Ok, I just wanted to know whether this example would require the same kind of interface.

I committed a change yesterday which implements value iterators for the histograms. This allows code like this:

auto h = /* make a histogram */
std::vector<double> csum;
std::partial_sum(h.begin(), h.end(), std::back_inserter(csum));

The forward iterator returned here iterates over the values of the histogram in implementation-defined order, skipping under-/overflow bins. For 1d-histograms, this is guaranteed to be the normal order you would expect from any 1d container.

This code works well for 1d-histograms. So what if I have 2d? The forward iterator can tell you the current 2d index of the value it points to. To fill a boost::multi_array, you would do

auto h = /* make 2d histogram, 2x3 */
boost::multi_array<double, 2> a(boost::extends[2][3]);
for (auto iter = h.begin(); iter != h.end(); ++iter)
        a[iter.idx(0)][iter.idx(1)] = *iter;

This iterator is modelled after numpy.nditer in Python.

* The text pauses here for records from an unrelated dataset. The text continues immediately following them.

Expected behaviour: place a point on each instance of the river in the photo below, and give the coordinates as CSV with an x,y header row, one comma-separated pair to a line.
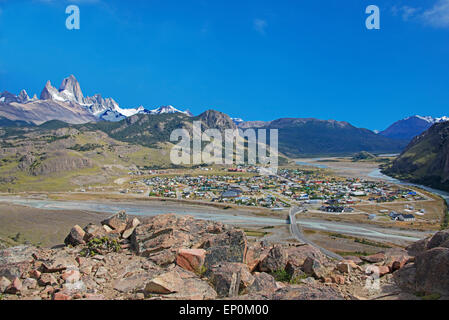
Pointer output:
x,y
208,213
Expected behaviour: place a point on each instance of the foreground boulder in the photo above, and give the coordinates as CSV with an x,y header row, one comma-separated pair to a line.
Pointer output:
x,y
75,237
263,282
230,278
117,222
314,268
432,271
256,252
230,246
169,282
191,259
275,260
307,292
15,261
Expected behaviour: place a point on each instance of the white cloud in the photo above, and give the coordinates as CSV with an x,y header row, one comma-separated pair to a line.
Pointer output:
x,y
260,25
438,15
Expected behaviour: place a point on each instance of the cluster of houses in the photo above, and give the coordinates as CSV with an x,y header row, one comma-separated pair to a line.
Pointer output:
x,y
329,194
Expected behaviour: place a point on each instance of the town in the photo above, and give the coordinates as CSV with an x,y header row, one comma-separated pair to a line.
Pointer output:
x,y
316,190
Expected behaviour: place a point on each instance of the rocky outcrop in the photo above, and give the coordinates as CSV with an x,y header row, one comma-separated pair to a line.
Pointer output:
x,y
429,273
275,260
230,246
230,278
178,257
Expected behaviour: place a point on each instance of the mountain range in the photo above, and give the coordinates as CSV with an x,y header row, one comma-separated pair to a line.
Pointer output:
x,y
411,127
297,136
68,104
426,159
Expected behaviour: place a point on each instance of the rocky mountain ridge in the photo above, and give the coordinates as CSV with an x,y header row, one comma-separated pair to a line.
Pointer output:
x,y
426,159
411,127
178,257
68,104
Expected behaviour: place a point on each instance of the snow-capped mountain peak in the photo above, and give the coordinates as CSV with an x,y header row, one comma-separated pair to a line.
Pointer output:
x,y
429,119
168,109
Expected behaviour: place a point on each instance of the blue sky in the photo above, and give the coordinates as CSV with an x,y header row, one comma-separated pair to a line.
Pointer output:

This approach has pros and cons:
+ simplest solution for users of 1d-histograms who do not care about variances and under-/overflow bins
- still hand-written loop required for multi-dimensional histograms and to access both values and variances

I originally wanted to provide a conversion to const_multi_array_ref, which would solve the iteration problem by connecting histogram to an established multi-dimensional array interface. I looked into the reference and I don't see how it can work, because const_multi_array_ref seems to require raw memory access. I cannot easily hand out a raw pointer to the internal counter memory, because the default storage handles this memory dynamically and switches the internal type used to store the counts as needed. If the type is not known at compile time, I cannot provide a raw pointer with the appropriate type to const_multi_array_ref. It may be possible to use a fancy pointer here (the template allows to specify the pointer type), which does the conversion into a fixed value type upon dereferencing, but I still see conflicts with the multi_array interface, which provides raw access to its internal memory with methods data() and origin().

However, I could convert the internal counters to double when the conversion to const_multi_array_ref is called. This would allow me to hand out a raw pointer to memory. For storage policies which use a fixed counter type, no conversion would be necessary, so that would work as well.

>> I think we need several iterators then. The current axis iterators iterate over the bins definition, not really over the bin content of the histogram itself. I chose the current iterators in this way, because I believe this scheme generalises well to the multi-dimensional case. I wouldn't replace these iterators, because they seem useful to me, but additional iterators that iterate over the bin values and play well with algorithms are also clearly needed.
> I would rename the current indexing iterator so something like
> bin_iterator because it does something special:
>
>  using bin_iterator = unspecified;
>  bin_iterator bin_begin() const;
>  bin_iterator bin_end() const;

I suppose you suggest this to provide more clarity on what the axis iterators iterate over, but this solution has some drawbacks.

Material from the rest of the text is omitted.